Our data suggest that, as predicted by the cognitive theory of depression, negative interpretation biases are characteristic of adolescents with depression. Furthermore, the data also suggest that healthy adolescents have a positive interpretation bias. This is consistent with the much more extensive empirical research that supports the applicability of the cognitive model for adults who are depressed. Despite these findings there is a growing body of research that suggest that treatment for depression based on the cognitive model of depression (i.e., CBT) may not be as effective as previously thought and may not be more effective than alternative psychological therapies that do not target cognition in either adults (e.g., Cuijpers et al. 2010) or adolescents (Weisz et al. 2006). Also of interest is the finding that effective treatments for depression, including SSRI medication and other psychological therapies are associated with a reduction in cognitive biases (Clark and Beck 2010; Harmer et al. 2009). Thus the causal and maintaining role of cognitive biases in depression requires further and closer scrutiny.

There are a number of important limitations in this study.

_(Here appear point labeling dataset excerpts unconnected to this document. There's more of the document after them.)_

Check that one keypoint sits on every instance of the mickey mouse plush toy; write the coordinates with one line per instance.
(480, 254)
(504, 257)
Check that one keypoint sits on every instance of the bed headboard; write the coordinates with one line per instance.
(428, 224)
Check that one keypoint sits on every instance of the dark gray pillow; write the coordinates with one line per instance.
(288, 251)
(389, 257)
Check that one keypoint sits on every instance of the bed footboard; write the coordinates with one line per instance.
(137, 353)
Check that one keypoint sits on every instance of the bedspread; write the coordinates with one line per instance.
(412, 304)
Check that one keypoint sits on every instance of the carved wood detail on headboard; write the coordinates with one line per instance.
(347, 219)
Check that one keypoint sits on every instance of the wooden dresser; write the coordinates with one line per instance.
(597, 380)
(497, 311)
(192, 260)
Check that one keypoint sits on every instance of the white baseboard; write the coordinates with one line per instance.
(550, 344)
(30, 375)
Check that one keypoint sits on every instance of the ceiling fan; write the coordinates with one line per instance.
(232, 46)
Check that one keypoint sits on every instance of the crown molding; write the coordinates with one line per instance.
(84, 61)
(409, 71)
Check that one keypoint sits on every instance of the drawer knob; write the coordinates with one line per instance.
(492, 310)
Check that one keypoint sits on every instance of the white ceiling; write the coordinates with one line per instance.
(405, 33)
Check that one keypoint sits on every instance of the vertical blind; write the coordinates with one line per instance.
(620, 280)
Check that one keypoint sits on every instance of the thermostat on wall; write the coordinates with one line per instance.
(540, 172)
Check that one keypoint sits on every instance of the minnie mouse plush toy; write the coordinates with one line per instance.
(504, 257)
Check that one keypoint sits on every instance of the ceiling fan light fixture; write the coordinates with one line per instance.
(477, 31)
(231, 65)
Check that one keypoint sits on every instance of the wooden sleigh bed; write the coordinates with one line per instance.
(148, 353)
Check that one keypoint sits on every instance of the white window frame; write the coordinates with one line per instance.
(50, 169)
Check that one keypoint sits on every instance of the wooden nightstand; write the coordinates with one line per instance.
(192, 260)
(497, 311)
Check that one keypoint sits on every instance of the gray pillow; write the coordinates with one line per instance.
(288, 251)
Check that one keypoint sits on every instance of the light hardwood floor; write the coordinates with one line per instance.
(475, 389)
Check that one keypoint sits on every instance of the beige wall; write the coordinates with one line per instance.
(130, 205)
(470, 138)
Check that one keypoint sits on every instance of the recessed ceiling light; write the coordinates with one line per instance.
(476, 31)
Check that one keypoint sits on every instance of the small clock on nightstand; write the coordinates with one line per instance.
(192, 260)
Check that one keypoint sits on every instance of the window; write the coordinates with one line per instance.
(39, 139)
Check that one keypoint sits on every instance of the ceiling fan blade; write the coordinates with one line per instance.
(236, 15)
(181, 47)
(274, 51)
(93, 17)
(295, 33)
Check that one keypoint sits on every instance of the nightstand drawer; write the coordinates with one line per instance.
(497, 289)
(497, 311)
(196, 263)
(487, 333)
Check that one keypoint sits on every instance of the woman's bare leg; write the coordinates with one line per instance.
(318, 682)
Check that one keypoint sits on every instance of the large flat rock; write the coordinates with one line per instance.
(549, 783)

The clinical and community groups were not perfectly matched in relation to both gender and ethnicity. In the community group ethnicity was estimated on the basis of the school population. It was not feasible to conduct diagnostic interviews with the community sample. Therefore some of the adolescents recruited from the community may have met criteria for a diagnosis of depression or for other disorders and may therefore overlap with the clinical groups. However, if so, this would be likely to under-estimate differences between depressed adolescents and those who do not meet criteria for a depressive diagnosis, so the results may be a conservative reflection of interpretation biases in depression. Finally, the cross-sectional nature of the study means that conclusions cannot be drawn with regards to the direction of the effects; it is not possible to determine if the interpretation biases noted in the depressed clinic group are a consequence of low mood and depression, or if they play a role in the development of depression.

Conclusion

Negative interpretation bias was associated with depression status in adolescents aged 12 to 18 years and was independent of anxiety symptoms. Clinically referred depressed adolescents interpreted ambiguous scenarios more negatively than other young people recruited from the clinic and community. The findings suggest that depression in adolescents is characterized by interpretation biases as proposed in the cognitive model of depression.